Permitted Development Orders

December 23rd, 2019

New World Payphones Ltd v Westminster City Council (2019) EWCA Civ 2250 raised important questions concerning the proper approach to the scope of development covered by a permitted development order.

Hickinbottom LJ observed that the “use” of a building or land is an important planning concept, as is the related concept of “purpose”, i.e. the use for which the building or land is intended. Where planning permission is granted for the erection of a building, the grant of permission may specify the purposes for which the building may be used; and, if no purpose is specified, then the permission is construed as including permission to use the building for the purpose for which it is designed. “Purpose” in this context is not subjective – it does not depend upon what is in the mind of the developer – it is the use for which the (usually, proposed) development, looked at objectively, is intended. Development may have more than one purpose, and thus be “mixed use”.

By Section 58(1)(a) of the Town and Country Planning Act 1990, planning permission may be granted for classes of development by a Development Order made by the Secretary of State. The Town and Country Planning Act (General Permitted Development) (England) Order 2015 (SI 2015 No 596) (“the GPDO”) is the principal Development Order made pursuant to that statutory power. By Article 3(1) and (2) of the GPDO, subject to any relevant specified exception, limitation or condition, planning permission is granted for classes of development described as permitted development in Schedule 2 to the Order.

Where a proposed development falls within one of the GPDO classes, the principle of development is not in issue.  However, that is not in itself necessarily determinative of an application, because, to fall within the scope of permitted development within the GPDO, development has also to comply with any specified “exception, limitation or condition” which applies to the particular class.  Where development does not satisfy the class definition and conditions so as to fall within a class of permitted development, then the GPDO does not apply; although, of course, the developer can still apply for express planning permission in the usual way. However, in considering such an application, the consideration of the local planning authority will not be restricted to consideration of whether the class conditions are satisfied. The application will need to satisfy all of the planning requirements for an express grant, and will be the subject of the full rigour of the planning application regime to that end.

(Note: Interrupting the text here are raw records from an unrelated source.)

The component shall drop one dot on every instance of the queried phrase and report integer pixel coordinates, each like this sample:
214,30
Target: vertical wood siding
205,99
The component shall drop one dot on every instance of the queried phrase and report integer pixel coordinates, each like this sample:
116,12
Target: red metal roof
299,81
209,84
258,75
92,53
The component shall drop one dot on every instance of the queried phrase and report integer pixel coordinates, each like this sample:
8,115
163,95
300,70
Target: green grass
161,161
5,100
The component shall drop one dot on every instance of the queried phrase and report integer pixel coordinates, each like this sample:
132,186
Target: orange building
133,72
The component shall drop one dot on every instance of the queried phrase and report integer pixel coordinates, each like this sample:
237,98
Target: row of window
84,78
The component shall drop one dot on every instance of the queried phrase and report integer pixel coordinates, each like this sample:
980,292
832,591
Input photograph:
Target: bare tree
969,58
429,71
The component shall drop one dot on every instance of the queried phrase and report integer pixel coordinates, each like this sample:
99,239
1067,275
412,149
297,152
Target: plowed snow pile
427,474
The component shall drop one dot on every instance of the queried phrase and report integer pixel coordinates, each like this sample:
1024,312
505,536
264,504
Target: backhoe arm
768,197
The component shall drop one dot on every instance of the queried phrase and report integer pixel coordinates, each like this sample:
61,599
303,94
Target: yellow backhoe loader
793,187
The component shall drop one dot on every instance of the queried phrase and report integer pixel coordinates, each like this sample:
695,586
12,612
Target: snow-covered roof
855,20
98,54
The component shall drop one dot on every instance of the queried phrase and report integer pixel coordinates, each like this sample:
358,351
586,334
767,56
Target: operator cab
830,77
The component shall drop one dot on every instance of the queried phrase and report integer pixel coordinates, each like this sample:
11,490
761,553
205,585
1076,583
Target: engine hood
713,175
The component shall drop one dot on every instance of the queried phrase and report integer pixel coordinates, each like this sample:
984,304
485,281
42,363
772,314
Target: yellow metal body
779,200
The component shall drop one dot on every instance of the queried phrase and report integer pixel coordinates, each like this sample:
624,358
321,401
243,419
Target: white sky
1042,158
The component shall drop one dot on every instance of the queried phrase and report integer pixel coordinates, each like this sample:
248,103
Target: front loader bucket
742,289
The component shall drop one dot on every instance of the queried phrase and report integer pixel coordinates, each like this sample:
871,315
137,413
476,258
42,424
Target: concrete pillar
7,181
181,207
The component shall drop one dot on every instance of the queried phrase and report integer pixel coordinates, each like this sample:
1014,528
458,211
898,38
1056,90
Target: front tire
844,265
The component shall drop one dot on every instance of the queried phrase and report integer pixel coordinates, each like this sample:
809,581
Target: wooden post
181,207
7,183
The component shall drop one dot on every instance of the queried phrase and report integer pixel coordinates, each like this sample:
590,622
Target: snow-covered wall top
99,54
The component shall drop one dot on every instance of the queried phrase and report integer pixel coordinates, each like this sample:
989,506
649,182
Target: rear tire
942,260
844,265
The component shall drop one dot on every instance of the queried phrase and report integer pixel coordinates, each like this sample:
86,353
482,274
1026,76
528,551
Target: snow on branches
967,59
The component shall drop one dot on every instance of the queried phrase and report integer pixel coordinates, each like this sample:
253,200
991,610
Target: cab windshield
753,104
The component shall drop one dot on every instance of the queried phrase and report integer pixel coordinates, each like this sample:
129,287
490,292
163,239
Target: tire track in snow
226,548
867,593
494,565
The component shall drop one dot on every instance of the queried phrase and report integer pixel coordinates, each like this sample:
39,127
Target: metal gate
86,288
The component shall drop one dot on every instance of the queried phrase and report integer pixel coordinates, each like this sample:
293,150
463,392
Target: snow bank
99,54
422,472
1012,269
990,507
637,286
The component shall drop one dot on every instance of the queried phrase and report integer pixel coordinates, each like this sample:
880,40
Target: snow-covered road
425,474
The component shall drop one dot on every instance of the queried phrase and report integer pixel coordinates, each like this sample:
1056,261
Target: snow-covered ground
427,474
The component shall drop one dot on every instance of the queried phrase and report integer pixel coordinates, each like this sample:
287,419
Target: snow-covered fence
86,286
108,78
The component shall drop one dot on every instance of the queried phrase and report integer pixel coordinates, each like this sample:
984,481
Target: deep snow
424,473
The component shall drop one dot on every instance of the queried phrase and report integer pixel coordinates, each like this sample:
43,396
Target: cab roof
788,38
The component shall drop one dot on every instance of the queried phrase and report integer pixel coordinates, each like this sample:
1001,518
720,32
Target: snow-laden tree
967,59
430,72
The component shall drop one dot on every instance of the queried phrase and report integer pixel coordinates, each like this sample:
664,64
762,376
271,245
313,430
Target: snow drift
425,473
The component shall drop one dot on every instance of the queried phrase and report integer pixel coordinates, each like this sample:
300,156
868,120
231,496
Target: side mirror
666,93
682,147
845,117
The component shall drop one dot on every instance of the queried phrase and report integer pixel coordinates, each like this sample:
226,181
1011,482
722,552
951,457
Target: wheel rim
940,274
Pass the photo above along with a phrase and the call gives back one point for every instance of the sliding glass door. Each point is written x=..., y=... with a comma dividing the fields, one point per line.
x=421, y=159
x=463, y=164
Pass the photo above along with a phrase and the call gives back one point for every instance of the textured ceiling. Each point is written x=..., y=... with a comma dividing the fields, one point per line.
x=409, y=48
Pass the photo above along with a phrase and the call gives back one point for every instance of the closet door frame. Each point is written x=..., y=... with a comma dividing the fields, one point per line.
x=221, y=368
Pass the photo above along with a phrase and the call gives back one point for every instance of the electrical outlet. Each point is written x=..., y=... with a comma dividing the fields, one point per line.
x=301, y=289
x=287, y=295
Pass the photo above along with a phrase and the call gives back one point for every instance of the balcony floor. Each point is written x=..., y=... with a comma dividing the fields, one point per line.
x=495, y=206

To take the advantage of being permitted development, the proposed development must fall entirely within the scope of the GPDO. Mixed use development cannot take advantage of that benefit – because, if it were to be able to do so, the GPDO could and would be used for permitting development for something outside its scope, i.e. the part of the development that does not fall with a permitted development class. The true construction of the GPDO means that, as a general proposition, to be “permitted development”, the whole of any development must fall within the scope of a class in Schedule 2 of the GPDO, by falling within the relevant definition and satisfying any express restrictions as to “exceptions, conditions and limitations”; and therefore a mixed use or dual purpose development, where one use or purpose is outside the scope of the class, cannot generally be permitted development.